When asked which player looks better when measured with this overall impact number, Treliving said Derek Ryan was an example of someone who stood out. Though he’s having a pretty good season with 25 points in 50 games, Ryan has never hit 40 points in a season and his on-ice style doesn’t always demand your attention.

“He’s a guy who on the surface may not overwhelm, but he touches a lot of parts of the game,” Treliving said. “When you look back… he measures a lot of successful plays with the puck. And a successful play with the puck isn’t necessarily an assist or a goal or what you see on the highlights, but a simple bump in to contest a puck, a simple winning of a contested puck, a 50-50 battle won, maintaining possession in a certain area. A lot of things we look at is what do you do when you have the puck, who has it after you have the puck. He’s a guy that jumps out to me right away as someone who maybe doesn’t overwhelm you with his counting stats, or when you watch the game, but when you break down the impact and helping you win, he has a significant impact.”
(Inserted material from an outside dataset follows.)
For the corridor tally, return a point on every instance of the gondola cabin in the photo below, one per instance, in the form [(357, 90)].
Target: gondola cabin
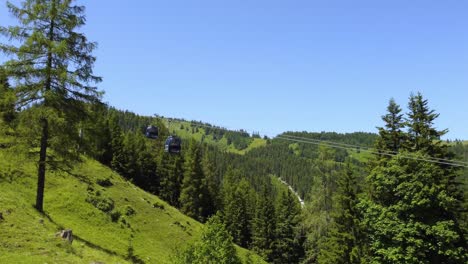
[(173, 144), (152, 132)]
As far as the analytics movement has come in hockey, and as much great information is publicly available, it’s interviews like this that remind you how much more information is out there, in use by the teams.

During this past weekend’s all-star festivities, Sportsnet offered a glimpse into the next era of puck and player tracking, which included an alternate feed of Saturday’s 3-on-3 tournament that was used to show off some of the data available. The NHL plans on having all of those systems active in the 16 playoff arenas this spring, and for all the rest to be ready by the time the puck drops on the 2020-21 season next October.

When all that data becomes available to broadcasters and is capable of being tracked, the analytics movement could accelerate again towards giving fans an even fuller picture than what we’re able to assemble today.